(The Center Square) – For two years, Gov. J.B. Pritzker has used a loophole in Illinois’ political appointment law to shield his picks for the state’s prison review board from legislative scrutiny.
That’s the accusation from a Republican member of the Illinois Senate Executive Appointments Committee.
In their Monday news conference from Springfield, Bryant and Sens. Steve McClure and Jason Plummer said the governor’s office appoints members of the review board and allows them to serve in an acting capacity. Once their two-year time limit nears where they must be considered for approval by lawmakers, they said Pritzker withdraws their nomination and reappoints them, restarting their tenure as acting board members.
“This isn’t OK, it isn’t responsible,” said Sen. Terri Bryant, R-Murphysboro. “It’s a little maneuver that isn’t what our Constitution was designed to allow.”
Pritzker’s office didn’t respond to a request for comment.
“This is a clear and intentional manipulation of the process by the governor of the state of Illinois,” said Plummer, an Edwardsville Republican. “What we have here is an intentional tactic to skirt the process in an effort to hide these individuals from the public and the people of Illinois.”

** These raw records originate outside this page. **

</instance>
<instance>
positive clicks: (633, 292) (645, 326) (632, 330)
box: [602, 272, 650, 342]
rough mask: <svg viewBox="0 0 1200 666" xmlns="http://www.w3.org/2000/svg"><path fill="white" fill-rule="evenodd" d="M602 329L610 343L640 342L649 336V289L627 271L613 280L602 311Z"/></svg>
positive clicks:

The 15-member Prisoner Review Board is responsible for approving parole and setting the parameters of a parolee’s release, something Bryant called “an incredible amount of power.”
They said requests to call the parole board members in the committee have gone unanswered. Bryant, who worked at a state prison, said she’s requested multiple times to speak to Pritzker about the issue but has yet to be granted a meeting.
Plummer said his legislation, SB 1475, would require a new appointee to the prison review board to be considered by lawmakers within 30 session days of the appointment or 90 days, whichever comes first.
Under the proposal, failure to meet that requirement would result in the appointee’s expulsion from the board and prohibit them from being appointed for two years.